Raiders’ McCarroll remembers 2008 girls soccer team
(EDITOR’S NOTE: The Times News will be running a series of stories asking area coaches and athletic directors to recall their “Most Memorable” sporting event. Today’s Most Memorable moment comes from Tamaqua girls soccer coach Clem McCarroll)
By PATRICK MATSINKO
As Clem McCarroll racks his brain recalling his most memorable moment during his coaching career, he stops.
Surely, McCarroll has many highlights during his tenure at the helm of the Tamaqua girls’ soccer program.
The Blue Raiders gave McCarroll two of his greatest memories in 2008.
McCarroll knew the disappointment of coming close to reaching the promised land in the postseason, having lost back-to-back district titles to Minersville in both 2006 and 2007.
After two straight years of coming oh so close, Tamaqua vanquished the Battlin’ Miners the following year, with Ali Updike delivering the decisive blow to secure a 3-2 overtime triumph and the Class 2A district title.
“I think that year we were a little more confident because we saw that we were moving up on them,” McCarroll said. “Before the game, we brought our previous medals out and said, ‘We’re tired of finishing second.
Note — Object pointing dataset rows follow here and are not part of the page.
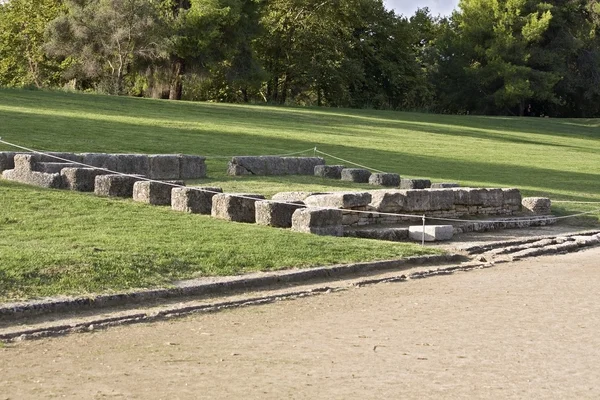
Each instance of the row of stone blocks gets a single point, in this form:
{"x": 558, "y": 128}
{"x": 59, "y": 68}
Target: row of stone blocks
{"x": 272, "y": 165}
{"x": 43, "y": 170}
{"x": 358, "y": 175}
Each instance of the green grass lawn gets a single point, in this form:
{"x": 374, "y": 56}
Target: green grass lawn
{"x": 57, "y": 242}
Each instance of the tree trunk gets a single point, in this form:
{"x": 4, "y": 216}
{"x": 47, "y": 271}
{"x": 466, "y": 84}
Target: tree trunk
{"x": 176, "y": 86}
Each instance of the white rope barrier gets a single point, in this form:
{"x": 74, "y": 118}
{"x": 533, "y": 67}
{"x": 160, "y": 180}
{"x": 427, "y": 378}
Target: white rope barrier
{"x": 423, "y": 217}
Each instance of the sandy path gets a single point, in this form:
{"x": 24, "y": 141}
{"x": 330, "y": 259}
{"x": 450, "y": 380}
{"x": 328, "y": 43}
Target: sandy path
{"x": 523, "y": 330}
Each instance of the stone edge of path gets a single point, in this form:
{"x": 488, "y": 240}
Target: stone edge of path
{"x": 211, "y": 286}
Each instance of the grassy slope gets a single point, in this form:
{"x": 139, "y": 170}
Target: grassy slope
{"x": 47, "y": 246}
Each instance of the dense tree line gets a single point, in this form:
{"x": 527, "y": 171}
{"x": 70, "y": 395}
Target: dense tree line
{"x": 511, "y": 57}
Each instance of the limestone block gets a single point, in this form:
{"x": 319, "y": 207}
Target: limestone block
{"x": 7, "y": 160}
{"x": 512, "y": 197}
{"x": 114, "y": 185}
{"x": 320, "y": 221}
{"x": 329, "y": 171}
{"x": 80, "y": 179}
{"x": 390, "y": 201}
{"x": 385, "y": 179}
{"x": 53, "y": 167}
{"x": 136, "y": 164}
{"x": 293, "y": 196}
{"x": 444, "y": 185}
{"x": 537, "y": 205}
{"x": 101, "y": 160}
{"x": 155, "y": 193}
{"x": 432, "y": 233}
{"x": 196, "y": 200}
{"x": 276, "y": 214}
{"x": 192, "y": 167}
{"x": 232, "y": 207}
{"x": 356, "y": 175}
{"x": 339, "y": 200}
{"x": 415, "y": 183}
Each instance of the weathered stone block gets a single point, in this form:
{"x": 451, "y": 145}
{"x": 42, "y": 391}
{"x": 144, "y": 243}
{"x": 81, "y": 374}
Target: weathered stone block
{"x": 320, "y": 221}
{"x": 415, "y": 183}
{"x": 80, "y": 179}
{"x": 276, "y": 214}
{"x": 164, "y": 166}
{"x": 293, "y": 196}
{"x": 101, "y": 160}
{"x": 7, "y": 160}
{"x": 432, "y": 233}
{"x": 444, "y": 185}
{"x": 192, "y": 167}
{"x": 155, "y": 193}
{"x": 239, "y": 207}
{"x": 114, "y": 185}
{"x": 339, "y": 200}
{"x": 385, "y": 179}
{"x": 196, "y": 200}
{"x": 356, "y": 175}
{"x": 329, "y": 171}
{"x": 512, "y": 197}
{"x": 537, "y": 205}
{"x": 136, "y": 164}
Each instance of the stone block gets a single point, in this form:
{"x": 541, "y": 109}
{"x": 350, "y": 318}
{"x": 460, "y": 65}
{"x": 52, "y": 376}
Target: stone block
{"x": 537, "y": 205}
{"x": 238, "y": 207}
{"x": 53, "y": 167}
{"x": 135, "y": 164}
{"x": 512, "y": 197}
{"x": 329, "y": 171}
{"x": 356, "y": 175}
{"x": 432, "y": 233}
{"x": 7, "y": 160}
{"x": 80, "y": 179}
{"x": 385, "y": 179}
{"x": 339, "y": 200}
{"x": 293, "y": 196}
{"x": 415, "y": 183}
{"x": 276, "y": 214}
{"x": 320, "y": 221}
{"x": 101, "y": 160}
{"x": 154, "y": 193}
{"x": 444, "y": 185}
{"x": 196, "y": 200}
{"x": 389, "y": 201}
{"x": 192, "y": 167}
{"x": 115, "y": 185}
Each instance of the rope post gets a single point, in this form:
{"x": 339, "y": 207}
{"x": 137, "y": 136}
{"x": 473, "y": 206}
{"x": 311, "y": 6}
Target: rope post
{"x": 423, "y": 232}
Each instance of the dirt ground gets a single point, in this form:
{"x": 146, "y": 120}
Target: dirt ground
{"x": 521, "y": 330}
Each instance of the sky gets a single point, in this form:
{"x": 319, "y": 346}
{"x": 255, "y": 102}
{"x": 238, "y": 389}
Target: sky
{"x": 408, "y": 7}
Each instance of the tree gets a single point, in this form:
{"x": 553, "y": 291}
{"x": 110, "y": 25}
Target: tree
{"x": 22, "y": 58}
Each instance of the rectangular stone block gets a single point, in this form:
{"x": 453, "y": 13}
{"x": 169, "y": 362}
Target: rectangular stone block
{"x": 319, "y": 221}
{"x": 135, "y": 164}
{"x": 385, "y": 179}
{"x": 154, "y": 193}
{"x": 415, "y": 183}
{"x": 101, "y": 160}
{"x": 329, "y": 171}
{"x": 238, "y": 207}
{"x": 432, "y": 233}
{"x": 115, "y": 185}
{"x": 7, "y": 160}
{"x": 164, "y": 166}
{"x": 356, "y": 175}
{"x": 195, "y": 200}
{"x": 276, "y": 214}
{"x": 192, "y": 167}
{"x": 80, "y": 179}
{"x": 339, "y": 200}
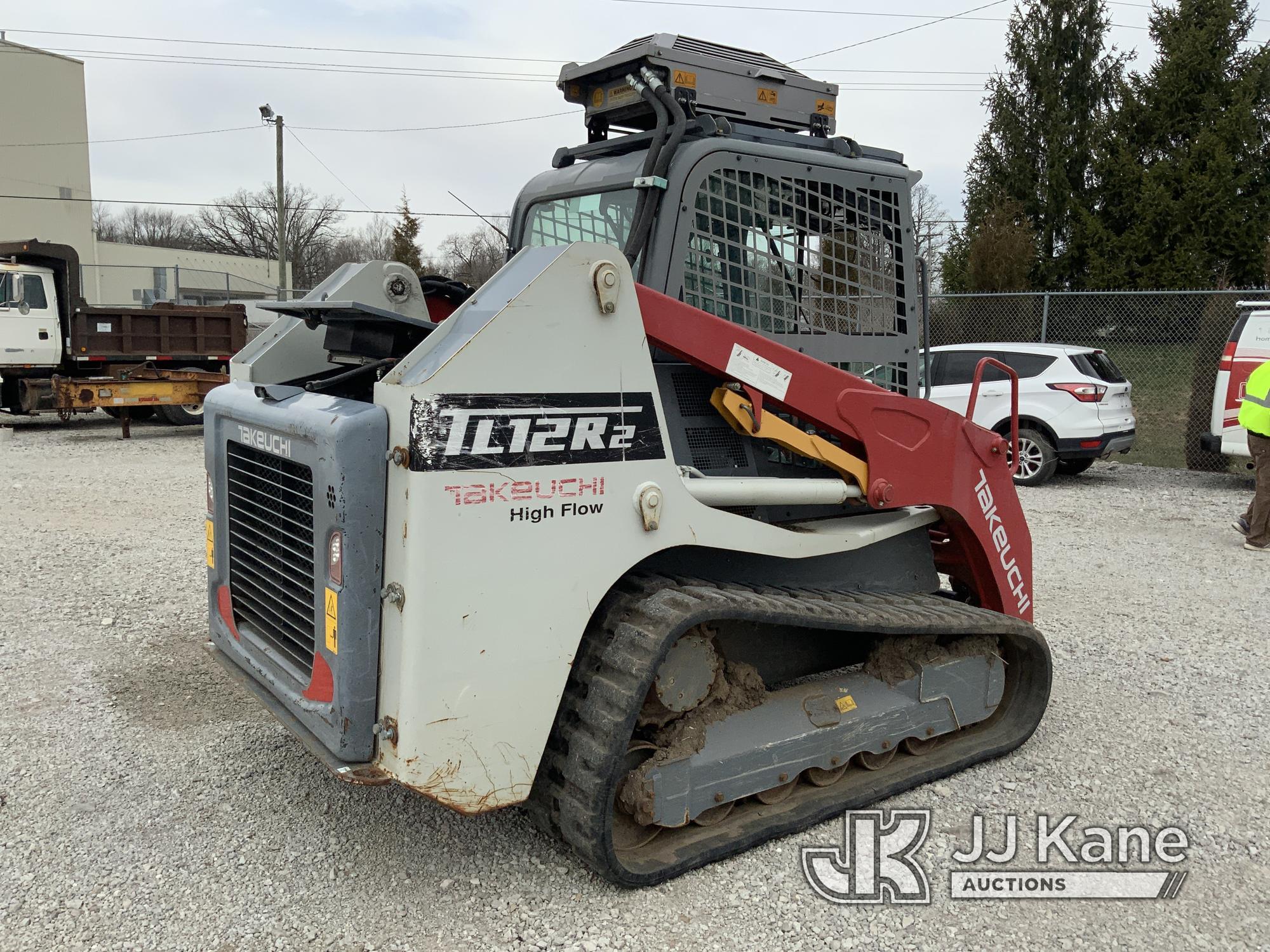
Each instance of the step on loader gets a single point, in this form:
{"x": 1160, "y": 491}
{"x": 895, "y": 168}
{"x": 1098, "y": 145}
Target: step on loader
{"x": 653, "y": 532}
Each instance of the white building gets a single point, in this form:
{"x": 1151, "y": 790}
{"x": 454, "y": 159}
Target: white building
{"x": 46, "y": 194}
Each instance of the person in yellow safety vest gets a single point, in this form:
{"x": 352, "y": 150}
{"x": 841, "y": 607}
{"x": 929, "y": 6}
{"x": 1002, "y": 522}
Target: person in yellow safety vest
{"x": 1255, "y": 418}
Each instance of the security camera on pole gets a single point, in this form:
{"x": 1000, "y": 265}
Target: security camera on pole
{"x": 269, "y": 117}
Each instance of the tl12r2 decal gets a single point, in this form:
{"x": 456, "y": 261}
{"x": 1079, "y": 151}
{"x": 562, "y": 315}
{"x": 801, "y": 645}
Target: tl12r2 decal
{"x": 500, "y": 431}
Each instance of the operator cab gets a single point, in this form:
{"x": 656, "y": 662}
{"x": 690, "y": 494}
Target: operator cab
{"x": 718, "y": 173}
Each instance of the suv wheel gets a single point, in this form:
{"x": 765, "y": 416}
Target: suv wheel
{"x": 1075, "y": 468}
{"x": 1037, "y": 459}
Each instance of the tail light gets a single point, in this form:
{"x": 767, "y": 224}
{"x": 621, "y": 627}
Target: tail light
{"x": 1085, "y": 393}
{"x": 336, "y": 558}
{"x": 1227, "y": 357}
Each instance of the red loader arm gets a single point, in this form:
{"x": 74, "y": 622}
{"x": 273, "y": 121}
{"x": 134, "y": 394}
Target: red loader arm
{"x": 919, "y": 454}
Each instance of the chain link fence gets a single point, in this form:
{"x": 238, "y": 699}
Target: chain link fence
{"x": 1168, "y": 343}
{"x": 142, "y": 286}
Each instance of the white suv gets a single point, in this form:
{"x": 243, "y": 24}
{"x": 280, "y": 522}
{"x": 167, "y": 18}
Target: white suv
{"x": 1074, "y": 403}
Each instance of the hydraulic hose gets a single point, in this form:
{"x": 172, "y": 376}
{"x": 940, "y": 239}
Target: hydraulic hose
{"x": 655, "y": 150}
{"x": 648, "y": 204}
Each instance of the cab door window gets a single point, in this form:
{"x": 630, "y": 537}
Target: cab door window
{"x": 31, "y": 291}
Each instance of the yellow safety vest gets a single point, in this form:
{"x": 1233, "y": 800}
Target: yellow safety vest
{"x": 1255, "y": 409}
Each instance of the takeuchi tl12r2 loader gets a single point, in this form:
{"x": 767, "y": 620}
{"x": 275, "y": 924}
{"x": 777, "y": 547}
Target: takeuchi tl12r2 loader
{"x": 620, "y": 536}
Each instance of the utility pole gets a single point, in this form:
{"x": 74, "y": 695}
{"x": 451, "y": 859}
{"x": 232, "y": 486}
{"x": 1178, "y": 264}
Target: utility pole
{"x": 283, "y": 213}
{"x": 270, "y": 119}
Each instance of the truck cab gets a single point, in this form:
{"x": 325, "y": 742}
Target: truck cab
{"x": 1247, "y": 350}
{"x": 30, "y": 334}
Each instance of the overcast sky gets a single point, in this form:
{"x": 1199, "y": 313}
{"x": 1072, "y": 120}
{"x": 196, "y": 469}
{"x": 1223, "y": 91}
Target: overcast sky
{"x": 934, "y": 119}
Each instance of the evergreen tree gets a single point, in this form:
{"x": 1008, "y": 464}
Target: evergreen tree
{"x": 1043, "y": 116}
{"x": 406, "y": 234}
{"x": 1184, "y": 167}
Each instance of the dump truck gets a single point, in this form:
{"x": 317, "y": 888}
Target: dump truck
{"x": 622, "y": 538}
{"x": 60, "y": 355}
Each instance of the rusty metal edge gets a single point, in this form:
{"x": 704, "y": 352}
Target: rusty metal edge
{"x": 361, "y": 774}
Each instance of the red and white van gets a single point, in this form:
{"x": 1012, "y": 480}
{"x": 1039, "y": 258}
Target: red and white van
{"x": 1249, "y": 348}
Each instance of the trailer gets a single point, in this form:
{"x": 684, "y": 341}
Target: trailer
{"x": 60, "y": 355}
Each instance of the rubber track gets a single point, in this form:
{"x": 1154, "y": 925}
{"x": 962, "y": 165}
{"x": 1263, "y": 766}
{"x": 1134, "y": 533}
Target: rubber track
{"x": 628, "y": 640}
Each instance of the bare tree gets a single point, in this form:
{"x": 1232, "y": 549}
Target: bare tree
{"x": 930, "y": 220}
{"x": 246, "y": 224}
{"x": 370, "y": 243}
{"x": 144, "y": 225}
{"x": 472, "y": 258}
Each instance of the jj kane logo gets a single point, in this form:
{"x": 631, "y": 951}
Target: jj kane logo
{"x": 500, "y": 431}
{"x": 878, "y": 861}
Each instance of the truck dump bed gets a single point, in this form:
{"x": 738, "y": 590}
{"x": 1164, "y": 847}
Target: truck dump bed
{"x": 161, "y": 333}
{"x": 129, "y": 334}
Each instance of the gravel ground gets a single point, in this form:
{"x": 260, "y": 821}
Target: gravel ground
{"x": 148, "y": 804}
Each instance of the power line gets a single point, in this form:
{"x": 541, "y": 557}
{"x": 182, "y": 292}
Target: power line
{"x": 130, "y": 139}
{"x": 896, "y": 34}
{"x": 919, "y": 73}
{"x": 246, "y": 205}
{"x": 227, "y": 60}
{"x": 284, "y": 46}
{"x": 840, "y": 13}
{"x": 327, "y": 168}
{"x": 438, "y": 129}
{"x": 805, "y": 10}
{"x": 303, "y": 129}
{"x": 304, "y": 69}
{"x": 1151, "y": 7}
{"x": 347, "y": 69}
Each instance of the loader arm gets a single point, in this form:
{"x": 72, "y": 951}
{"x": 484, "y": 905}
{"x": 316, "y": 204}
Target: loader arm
{"x": 984, "y": 540}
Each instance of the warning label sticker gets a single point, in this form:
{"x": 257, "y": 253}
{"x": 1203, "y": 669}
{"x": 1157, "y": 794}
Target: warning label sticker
{"x": 332, "y": 621}
{"x": 749, "y": 367}
{"x": 683, "y": 78}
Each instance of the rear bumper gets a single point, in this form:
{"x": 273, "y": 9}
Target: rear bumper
{"x": 1108, "y": 444}
{"x": 364, "y": 774}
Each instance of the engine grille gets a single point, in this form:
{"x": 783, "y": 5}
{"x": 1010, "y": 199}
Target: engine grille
{"x": 272, "y": 553}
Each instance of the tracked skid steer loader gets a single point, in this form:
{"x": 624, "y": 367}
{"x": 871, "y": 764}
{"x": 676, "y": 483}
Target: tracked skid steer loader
{"x": 652, "y": 532}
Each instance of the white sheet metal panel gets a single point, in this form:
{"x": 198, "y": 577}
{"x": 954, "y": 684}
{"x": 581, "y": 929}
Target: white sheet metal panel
{"x": 504, "y": 563}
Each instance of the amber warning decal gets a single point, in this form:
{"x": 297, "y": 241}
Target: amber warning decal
{"x": 332, "y": 612}
{"x": 500, "y": 431}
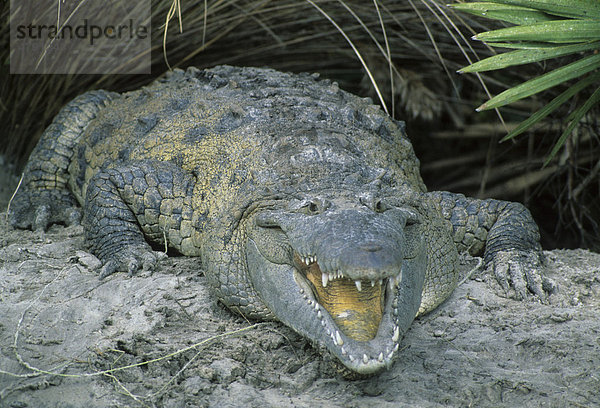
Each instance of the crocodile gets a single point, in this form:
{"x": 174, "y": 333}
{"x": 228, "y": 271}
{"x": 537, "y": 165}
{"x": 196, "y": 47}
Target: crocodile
{"x": 303, "y": 203}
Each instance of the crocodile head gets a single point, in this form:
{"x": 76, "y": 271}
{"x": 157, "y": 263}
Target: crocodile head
{"x": 346, "y": 275}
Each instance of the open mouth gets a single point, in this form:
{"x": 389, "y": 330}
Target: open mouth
{"x": 356, "y": 306}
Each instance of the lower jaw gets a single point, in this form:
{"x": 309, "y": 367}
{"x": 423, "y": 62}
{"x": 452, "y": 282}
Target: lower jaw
{"x": 361, "y": 356}
{"x": 357, "y": 314}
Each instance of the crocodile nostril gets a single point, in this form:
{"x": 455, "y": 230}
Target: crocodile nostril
{"x": 371, "y": 247}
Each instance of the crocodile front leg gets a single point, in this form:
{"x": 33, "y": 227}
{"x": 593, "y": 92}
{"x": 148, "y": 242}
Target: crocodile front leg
{"x": 505, "y": 234}
{"x": 43, "y": 197}
{"x": 127, "y": 207}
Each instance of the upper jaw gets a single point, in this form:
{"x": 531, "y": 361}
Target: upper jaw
{"x": 293, "y": 289}
{"x": 362, "y": 356}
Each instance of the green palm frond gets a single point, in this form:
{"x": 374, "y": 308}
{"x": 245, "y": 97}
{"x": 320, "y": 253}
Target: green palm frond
{"x": 542, "y": 30}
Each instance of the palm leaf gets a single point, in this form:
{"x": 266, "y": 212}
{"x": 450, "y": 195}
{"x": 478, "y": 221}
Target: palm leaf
{"x": 527, "y": 56}
{"x": 560, "y": 31}
{"x": 564, "y": 8}
{"x": 510, "y": 14}
{"x": 543, "y": 82}
{"x": 552, "y": 106}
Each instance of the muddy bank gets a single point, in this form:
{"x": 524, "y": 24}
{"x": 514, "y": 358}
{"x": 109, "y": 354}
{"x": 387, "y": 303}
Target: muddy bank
{"x": 478, "y": 349}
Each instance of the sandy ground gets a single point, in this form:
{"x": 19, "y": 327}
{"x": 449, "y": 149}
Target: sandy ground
{"x": 65, "y": 338}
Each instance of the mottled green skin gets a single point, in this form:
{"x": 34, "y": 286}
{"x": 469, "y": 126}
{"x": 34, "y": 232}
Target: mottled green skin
{"x": 194, "y": 160}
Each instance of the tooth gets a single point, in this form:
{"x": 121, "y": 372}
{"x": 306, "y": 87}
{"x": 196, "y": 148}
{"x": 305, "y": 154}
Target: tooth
{"x": 396, "y": 335}
{"x": 338, "y": 338}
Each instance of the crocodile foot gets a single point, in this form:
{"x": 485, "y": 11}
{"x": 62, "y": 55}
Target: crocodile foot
{"x": 520, "y": 275}
{"x": 38, "y": 209}
{"x": 131, "y": 259}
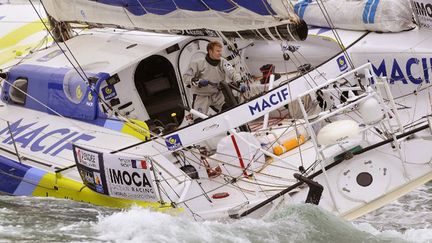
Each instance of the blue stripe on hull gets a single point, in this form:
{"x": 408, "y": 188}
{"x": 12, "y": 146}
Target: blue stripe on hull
{"x": 11, "y": 174}
{"x": 30, "y": 181}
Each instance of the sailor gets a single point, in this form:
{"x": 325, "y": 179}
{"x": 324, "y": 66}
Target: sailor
{"x": 204, "y": 77}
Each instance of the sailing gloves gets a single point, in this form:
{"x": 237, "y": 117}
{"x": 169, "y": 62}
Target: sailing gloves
{"x": 242, "y": 87}
{"x": 200, "y": 82}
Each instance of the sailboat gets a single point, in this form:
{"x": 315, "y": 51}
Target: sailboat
{"x": 96, "y": 117}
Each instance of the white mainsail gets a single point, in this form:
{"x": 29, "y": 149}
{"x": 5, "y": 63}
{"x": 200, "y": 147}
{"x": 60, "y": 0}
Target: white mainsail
{"x": 223, "y": 15}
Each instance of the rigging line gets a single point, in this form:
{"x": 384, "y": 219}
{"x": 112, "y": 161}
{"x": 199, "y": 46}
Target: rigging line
{"x": 86, "y": 81}
{"x": 295, "y": 126}
{"x": 236, "y": 166}
{"x": 52, "y": 110}
{"x": 32, "y": 51}
{"x": 235, "y": 182}
{"x": 268, "y": 10}
{"x": 58, "y": 45}
{"x": 277, "y": 139}
{"x": 335, "y": 33}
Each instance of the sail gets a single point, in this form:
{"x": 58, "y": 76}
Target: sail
{"x": 372, "y": 15}
{"x": 176, "y": 15}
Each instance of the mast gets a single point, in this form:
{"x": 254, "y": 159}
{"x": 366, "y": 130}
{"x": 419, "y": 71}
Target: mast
{"x": 61, "y": 31}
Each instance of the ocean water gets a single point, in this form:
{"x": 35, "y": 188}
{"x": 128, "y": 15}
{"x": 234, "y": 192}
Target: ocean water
{"x": 27, "y": 219}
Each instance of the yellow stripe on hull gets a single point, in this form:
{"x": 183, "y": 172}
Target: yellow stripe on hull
{"x": 52, "y": 185}
{"x": 21, "y": 33}
{"x": 12, "y": 53}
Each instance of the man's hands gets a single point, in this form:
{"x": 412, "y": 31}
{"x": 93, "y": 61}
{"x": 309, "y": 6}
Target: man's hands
{"x": 200, "y": 82}
{"x": 243, "y": 88}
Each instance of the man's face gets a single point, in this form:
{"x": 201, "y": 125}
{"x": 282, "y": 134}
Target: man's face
{"x": 216, "y": 53}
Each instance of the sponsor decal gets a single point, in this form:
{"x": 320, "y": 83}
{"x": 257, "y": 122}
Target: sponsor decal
{"x": 173, "y": 142}
{"x": 211, "y": 127}
{"x": 87, "y": 158}
{"x": 423, "y": 13}
{"x": 78, "y": 92}
{"x": 50, "y": 56}
{"x": 411, "y": 70}
{"x": 41, "y": 137}
{"x": 342, "y": 63}
{"x": 109, "y": 92}
{"x": 266, "y": 102}
{"x": 114, "y": 175}
{"x": 128, "y": 178}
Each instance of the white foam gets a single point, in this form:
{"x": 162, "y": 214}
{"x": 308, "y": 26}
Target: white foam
{"x": 411, "y": 235}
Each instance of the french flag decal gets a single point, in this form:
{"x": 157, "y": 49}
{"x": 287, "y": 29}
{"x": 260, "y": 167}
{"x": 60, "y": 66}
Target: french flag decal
{"x": 139, "y": 164}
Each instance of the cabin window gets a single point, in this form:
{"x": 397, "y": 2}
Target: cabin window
{"x": 74, "y": 87}
{"x": 156, "y": 83}
{"x": 18, "y": 90}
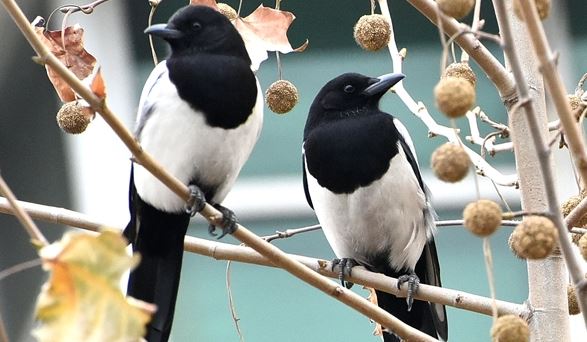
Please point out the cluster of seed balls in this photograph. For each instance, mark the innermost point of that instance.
(536, 236)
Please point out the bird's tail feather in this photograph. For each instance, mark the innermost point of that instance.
(419, 317)
(159, 240)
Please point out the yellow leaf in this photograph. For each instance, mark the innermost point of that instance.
(82, 300)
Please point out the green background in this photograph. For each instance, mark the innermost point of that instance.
(271, 304)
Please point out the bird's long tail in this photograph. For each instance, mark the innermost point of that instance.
(158, 237)
(419, 317)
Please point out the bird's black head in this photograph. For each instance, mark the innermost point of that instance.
(197, 29)
(349, 95)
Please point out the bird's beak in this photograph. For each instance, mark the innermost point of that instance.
(382, 83)
(164, 31)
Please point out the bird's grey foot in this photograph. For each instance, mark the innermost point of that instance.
(413, 283)
(346, 266)
(229, 221)
(196, 202)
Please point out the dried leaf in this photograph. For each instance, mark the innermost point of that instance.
(82, 300)
(68, 47)
(209, 3)
(266, 30)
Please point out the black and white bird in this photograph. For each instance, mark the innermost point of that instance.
(362, 179)
(199, 116)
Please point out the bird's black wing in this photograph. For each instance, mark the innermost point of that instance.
(428, 270)
(411, 160)
(130, 231)
(305, 181)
We don’t want these silver medals anymore.’
“Those girls were so fired up; it was like they were walking on a cloud. They were just so fired up, and they knew it was time. You could just feel it.”
That marked the first meeting between the two programs since Minersville prevailed 3-1 in 2007.
Updike’s game-winner also netted her the school record for goals scored in the process.
“She was such a down-to-earth player, even though she was all-state in track, too,” McCarroll said of Updike, who was a state champion in the javelin in 2010. “She was one of those players who didn’t really care about the records; she ended up with 88 goals and broke the school record for boys and girls.
“I didn’t tell her until she did it; she had no idea she was breaking it. She didn’t really care. She was just one of those hardworking players, and she deserved everything she got because she really put the work in at practice and in the gym. She was just a nice, down-to-earth kid. But she had a desire to win.”
Updike’s mark was topped by Kailee Rottet, who scored 100 goals in a career that spanned 2009-12.
While Updike had no trouble finding the back of the net, she also benefited from a solid supporting cast.
“We had Jess Bensinger on that team, who had 20 goals, and Kayla Hope was a freshman,” said McCarroll. “So it was really a three-headed monster. Teams couldn’t focus on one player.”
Hope finished her career as the school’s fourth-leading scorer with 63 goals and tops in assists, dishing out 39 during her career. Bensinger ranks eighth in goals scored with 34.
It took a team effort in the district final, McCarroll said.
“It was 2-2 at the end of regulation, but we were dominating,” recalled McCarroll. “We were sort of frustrated at ourselves that we let them get back into it. I was getting ready for penalty kicks, because that’s what we would have had if it was still tied after overtime. So in my head, I was thinking about who I was going to put out there.
“But we just came out in that first overtime, I think it was a few minutes into overtime, and we scored. It was pandemonium. Ali had a header off Jess Bensinger’s cross from the right side, and she put it right in. It was just an explosion, with people running onto the field; fans were going crazy. It was a good experience for those kids, especially for their first time. We finally got over that hump.”
And it didn’t stop there.
Tamaqua overcame a 2-1 deficit to rally past Delaware County Christian School 3-2 in a PIAA first-round contest to extend its magical season.
“That was just a bonus,” said McCarroll, who has amassed 192 victories during his 16 seasons in charge of the program. “We thought whatever happened in that game was gravy. There was no pressure; they were just playing for the fun of it and the love of the game.
“I think it was that much more satisfying because of that.”
The success catapulted the Raiders to new heights, as Tamaqua defeated Minersville 1-0 the following season to defend its district crown.
“It definitely propelled the whole program,” McCarroll said of the first district title. “After that, everywhere we went we got respect, and people knew about us. They really appreciated the way the program came up.
“It certainly set the tone, and we showed that it wasn’t a one-year fluke. We just kept going no matter what players we had.”
But they’ll never forget their first.
“The standard is there from that year,” said McCarroll. “Everybody knows about it. The players that come out (for the team) know the history of the program. And that’s something we talk about.
“They see the banners up there. They were young when it happened, but they’ve helped to make sure that the program doesn’t fall off.”